Mehmet Akif Ersoy - Çanakkale Şehitlerine
Şu Boğaz Harbi nedir? Var mı ki dünyâda eşi?
En kesîf orduların yükleniyor dördü beşi,
-Tepeden yol bularak geçmek için Marmara'ya-
Kaç donanmayla sarılmış ufacık bir karaya.
Ne hayâsızca tehaşşüd ki ufuklar kapalı!
Nerde -gösterdiği vahşetle- "bu: bir Avrupalı! "
Dedirir -yırtıcı, his yoksulu, sırtlan kümesi,
Varsa gelmiş, açılıp mahbesi, yâhud kafesi!
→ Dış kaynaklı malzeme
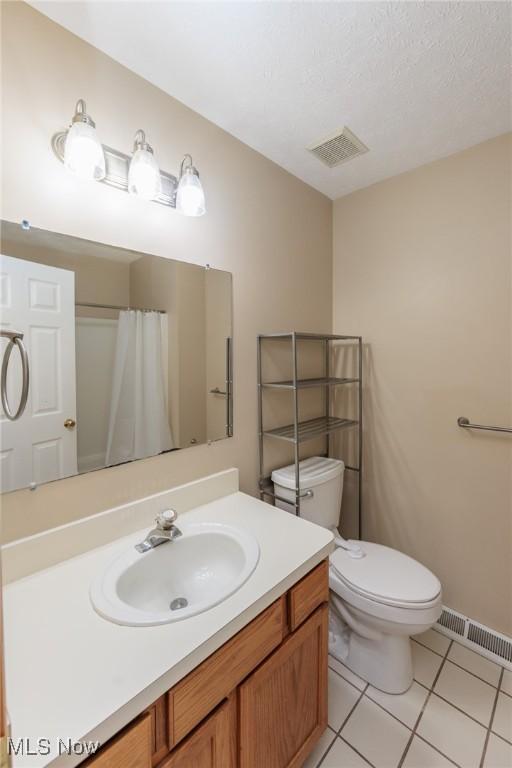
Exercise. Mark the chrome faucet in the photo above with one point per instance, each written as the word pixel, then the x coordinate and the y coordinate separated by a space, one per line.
pixel 165 531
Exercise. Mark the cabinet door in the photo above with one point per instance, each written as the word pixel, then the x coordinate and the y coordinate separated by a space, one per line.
pixel 130 749
pixel 283 705
pixel 212 744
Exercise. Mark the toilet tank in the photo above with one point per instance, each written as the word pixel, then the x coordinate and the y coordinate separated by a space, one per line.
pixel 321 487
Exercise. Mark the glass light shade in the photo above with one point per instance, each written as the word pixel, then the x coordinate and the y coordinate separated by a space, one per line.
pixel 144 175
pixel 83 153
pixel 190 195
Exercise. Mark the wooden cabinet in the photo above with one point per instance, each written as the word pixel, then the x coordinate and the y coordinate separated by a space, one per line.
pixel 130 749
pixel 159 736
pixel 212 744
pixel 283 705
pixel 198 693
pixel 259 701
pixel 308 594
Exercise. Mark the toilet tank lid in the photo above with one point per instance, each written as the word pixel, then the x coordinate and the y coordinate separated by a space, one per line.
pixel 313 471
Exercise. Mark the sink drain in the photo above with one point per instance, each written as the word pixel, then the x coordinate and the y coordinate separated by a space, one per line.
pixel 177 603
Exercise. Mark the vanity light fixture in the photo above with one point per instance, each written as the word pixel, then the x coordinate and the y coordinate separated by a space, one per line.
pixel 190 194
pixel 144 173
pixel 80 150
pixel 83 153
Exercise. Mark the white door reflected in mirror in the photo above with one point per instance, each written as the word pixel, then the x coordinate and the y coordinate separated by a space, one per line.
pixel 124 349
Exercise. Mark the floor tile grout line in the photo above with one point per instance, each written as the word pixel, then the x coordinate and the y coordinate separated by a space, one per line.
pixel 351 711
pixel 436 749
pixel 346 679
pixel 501 738
pixel 456 664
pixel 381 706
pixel 355 750
pixel 493 712
pixel 459 709
pixel 324 755
pixel 443 656
pixel 474 673
pixel 427 699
Eski Dünyâ, Yeni Dünyâ, bütün akvâm-ı beşer,
Kaynıyor kum gibi, tûfan gibi, mahşer mahşer. (1)
Yedi iklîmi cihânın duruyor karşına da, (2)
Ostralya'yla berâber bakıyorsun: Kanada!
Çehreler başka, lisanlar, deriler rengârenk;
Sâde bir hâdise var ortada: Vahşetler denk.
Kimi Hindû, kimi yamyam, kimi bilmem ne belâ...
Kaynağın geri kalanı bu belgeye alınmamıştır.